Just behind the marina, the traffic-free Promenade Aymeric Simon-Lorière, shaded by pines, palms and cacti, leads to a gravel and sand beach. There are boules courts (floodlit for evenings), with balls to hire from an on-site hut. A game costs just €2 (€3 on Wednesday and Saturday).

The seafront has the usual phone-case and beachwear shops, interspersed with bars and brasseries. Café Maximeon Avenue Charles de Gaulleis always heaving with holidaymakers, and for good reason – the salads are huge and fresh, and generous sharing boards of charcuterie cost €12. Back towards the marina, on the edge of the of the newly cobbledstreets of the old town, Café de France has been there since 1852, when Sainte-Maxime was still a fishing village. Old photos on its walls show fishing nets drying outside. Today it has an outdoor terrace, jazz nights and a two-course lunch for €14 – a bargain on the French Riviera.

Le Bistrot de Louis on narrow place Colbert is another favourite: its three-course menu du bistro (€26) is worth the money: faultless fish soup, sea bream filet and a dame blanche (vanilla ice-cream, whipped cream and chocolate sauce). For less formal eating try Le Porche, in a medieval archway off rue d’Alsace, which does burgers of several kinds for around €11.50, with chips and salad.
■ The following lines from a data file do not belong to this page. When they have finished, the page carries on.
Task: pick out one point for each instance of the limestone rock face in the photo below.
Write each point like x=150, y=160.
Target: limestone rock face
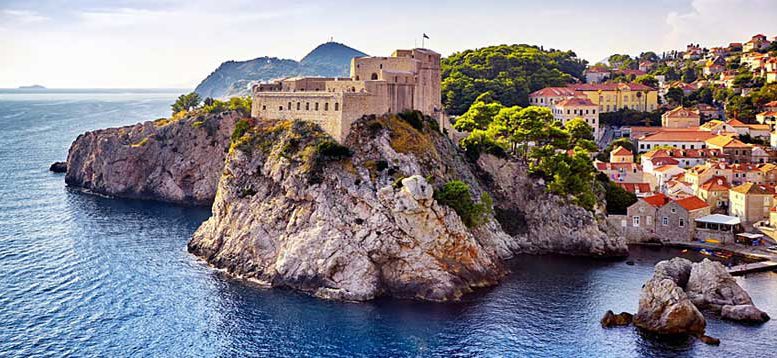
x=288, y=216
x=611, y=319
x=174, y=161
x=711, y=286
x=744, y=313
x=664, y=308
x=542, y=223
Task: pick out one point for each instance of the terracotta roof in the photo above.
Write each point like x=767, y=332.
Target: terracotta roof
x=657, y=200
x=736, y=123
x=621, y=151
x=678, y=136
x=553, y=92
x=661, y=161
x=617, y=166
x=635, y=187
x=723, y=141
x=576, y=101
x=610, y=87
x=665, y=168
x=682, y=112
x=754, y=189
x=716, y=183
x=692, y=203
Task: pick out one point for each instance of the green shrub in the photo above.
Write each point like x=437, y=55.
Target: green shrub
x=333, y=150
x=456, y=194
x=241, y=127
x=414, y=118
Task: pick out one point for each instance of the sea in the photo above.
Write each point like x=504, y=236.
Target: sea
x=89, y=276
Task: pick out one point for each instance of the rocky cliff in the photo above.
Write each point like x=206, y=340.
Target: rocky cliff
x=295, y=209
x=542, y=223
x=177, y=161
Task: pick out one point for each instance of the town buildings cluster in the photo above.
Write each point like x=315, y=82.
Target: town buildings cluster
x=701, y=175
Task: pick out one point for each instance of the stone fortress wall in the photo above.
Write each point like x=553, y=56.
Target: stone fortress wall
x=409, y=79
On summer evenings, the streets around Place du Marché come alive with the stalls selling jewellery, straw hats and provençal lavender soaps. There’s live music and locals hang out around the stone lavoir – the old public laundry – eating ice-cream. The indoor morning market merits a browse too – pick up cheese, fruit and rotisserie chicken or indulge in the oyster bar at the back.

For the best beach action, follow the coast road east and north, past giant parasol pines and gated villas, to Plage de la Nartelle, 2km of sand with parasols and water sports. Beside the road sit the rusted remains of an amphibious Sherman tank used in the Allied landings on 15 August 1944. Damaged by a German land mine, the tank remained buried under the sand until a storm in 2011, and has since been part-restored. French resistance fighters in Sainte-Maxime were informed of the landings by two coded messages transmitted by the BBC in London: “Nancy a le torticolis” (Nancy has a stiff neck) and “Le chef est affamé” (The chef is famished).

A little further up the coast is Plage Les Eléphants, a thin strip of sand named for Jean and Cécile de Brunhoff’s Babar children’s books. The couple had a house here in the 1930s and the bay inspired Jean to illustrate Babar’s balloon-trip honeymoon with Celeste in The Travels of Babar (1937). The seaside villa is now in private hands but there are bungalows to rent on nearby campsite Les Cigalons (from €290 a week).

Whichever beach you are on, the view across the gulf is of the flesh-coloured facades of Saint-Tropez. Ferries operated by Les Bateaux Verts run to the resort every 15 minutes from Sainte-Maxime marina. Visitors imagine they’ll spend the day in Saint-Tropez, but three hours is probably enough time to watch the superyachts coming in and out, visit the Annonciade art museum and wander the narrow streets.

Saint-Tropez can be intense in the summer. Its tanned, pampered denizens parade around in a uniform of sparkling white beach tunics, macramé bikinis and pastel shorts, their hair swept back and a raffia basket slung over one slender, tanned arm. Copycats arrive on shiny motorbikes or in open-top sports cars, but they are easy to spot – shabby St-Trop is a hard look to pull off.

Sainte-Maxime may be Saint-Tropez’s less showy little sister but it still has the feel of a classy riviera resort: it has its own casino and, as in other places, men can be fined €38 for going shirtless away from the beach. It’s refreshing to find such an unpretentious base on this stretch of coast – but fun to be able to dip into the nearby glitz too.